He added, “We’re definitely on the side of 'losing art spaces is a bad thing.'”
Since leaving the former hayloft she originally leased and renovated in 2010, Lee has been searching for a new brick-and-mortar gallery while continuing to work with dozens of artists Vessel still represents. In her first week at her interim office, for example, Lee placed a work by Oakland artist Iris Polos, Narcissus, the Prince and the Frog, in the permanent collection at Berkeley Art Museum & Pacific Film Archive.
To find a new location, Lee is working with Oakland City Councilmember Lynette Gibson-McElhaney’s office as well Kelley Kahn, the city’s policy director for art spaces. Kahn is optimistic that incoming mixed-use developments in the neighborhood can accommodate displaced galleries and nonprofits.

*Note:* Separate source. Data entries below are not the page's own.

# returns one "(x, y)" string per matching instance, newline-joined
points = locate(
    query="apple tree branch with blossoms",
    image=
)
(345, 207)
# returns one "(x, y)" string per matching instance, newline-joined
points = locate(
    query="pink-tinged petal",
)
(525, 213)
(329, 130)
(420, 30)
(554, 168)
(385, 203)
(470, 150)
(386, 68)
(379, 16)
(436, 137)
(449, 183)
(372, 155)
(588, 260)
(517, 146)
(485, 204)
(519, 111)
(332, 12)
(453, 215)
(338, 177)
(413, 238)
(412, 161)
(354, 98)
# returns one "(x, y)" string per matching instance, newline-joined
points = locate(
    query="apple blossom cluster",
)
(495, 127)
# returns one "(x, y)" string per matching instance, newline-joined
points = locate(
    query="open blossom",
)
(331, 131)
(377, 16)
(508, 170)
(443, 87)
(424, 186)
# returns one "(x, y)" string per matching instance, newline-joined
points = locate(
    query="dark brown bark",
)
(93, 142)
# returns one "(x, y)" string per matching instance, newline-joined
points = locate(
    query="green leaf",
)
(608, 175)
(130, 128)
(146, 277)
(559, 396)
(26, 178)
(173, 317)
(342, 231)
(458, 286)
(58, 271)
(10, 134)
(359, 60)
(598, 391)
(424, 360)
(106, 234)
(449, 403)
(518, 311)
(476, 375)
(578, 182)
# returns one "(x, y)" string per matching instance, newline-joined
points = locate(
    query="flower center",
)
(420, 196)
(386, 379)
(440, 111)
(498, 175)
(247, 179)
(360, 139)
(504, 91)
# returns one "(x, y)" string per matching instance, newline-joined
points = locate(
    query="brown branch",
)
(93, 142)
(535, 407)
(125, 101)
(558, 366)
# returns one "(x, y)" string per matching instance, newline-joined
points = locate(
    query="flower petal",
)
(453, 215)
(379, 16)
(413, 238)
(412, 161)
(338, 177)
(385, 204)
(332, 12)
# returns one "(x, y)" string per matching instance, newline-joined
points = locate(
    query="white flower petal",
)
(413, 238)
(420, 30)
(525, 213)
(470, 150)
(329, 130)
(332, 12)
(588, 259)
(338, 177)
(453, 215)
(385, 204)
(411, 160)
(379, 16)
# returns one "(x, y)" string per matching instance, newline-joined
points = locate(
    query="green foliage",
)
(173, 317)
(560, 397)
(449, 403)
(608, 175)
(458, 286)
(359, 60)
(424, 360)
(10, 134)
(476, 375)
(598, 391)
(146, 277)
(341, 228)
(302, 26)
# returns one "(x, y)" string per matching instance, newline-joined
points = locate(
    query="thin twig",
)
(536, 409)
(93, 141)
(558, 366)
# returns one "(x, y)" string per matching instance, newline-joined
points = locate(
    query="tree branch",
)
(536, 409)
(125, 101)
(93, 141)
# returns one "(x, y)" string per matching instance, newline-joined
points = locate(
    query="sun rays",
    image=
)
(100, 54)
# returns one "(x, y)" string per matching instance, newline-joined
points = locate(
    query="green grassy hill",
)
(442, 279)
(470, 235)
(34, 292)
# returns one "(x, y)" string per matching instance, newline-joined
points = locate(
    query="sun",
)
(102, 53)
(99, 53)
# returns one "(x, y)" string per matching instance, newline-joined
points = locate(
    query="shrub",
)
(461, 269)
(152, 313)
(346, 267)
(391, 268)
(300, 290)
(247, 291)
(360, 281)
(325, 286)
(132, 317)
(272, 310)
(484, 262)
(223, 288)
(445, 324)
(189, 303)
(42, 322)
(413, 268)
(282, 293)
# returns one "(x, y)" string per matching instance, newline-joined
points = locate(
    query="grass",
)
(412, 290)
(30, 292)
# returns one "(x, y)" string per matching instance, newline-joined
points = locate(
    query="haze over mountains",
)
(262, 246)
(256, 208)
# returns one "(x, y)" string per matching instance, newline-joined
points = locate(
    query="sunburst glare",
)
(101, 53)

“We will work hard to find them a new space in Oakland, connecting them with property owners and real-estate developers that see the value in making space for Oakland’s arts and culture,” Kahn said.
Beginning in 2014, Lee organized neighboring gallerists to pressure elected officials to formally recognize the Uptown Arts District, hoping the designation would begin fortifying its many cultural resources against rising rent and redevelopment. Oakland City Council eventually scuttled the resolution entirely.
The last founding Art Murmur participant, Rock Paper Scissors, closed its Telegraph Avenue gallery after a rent hike in 2015.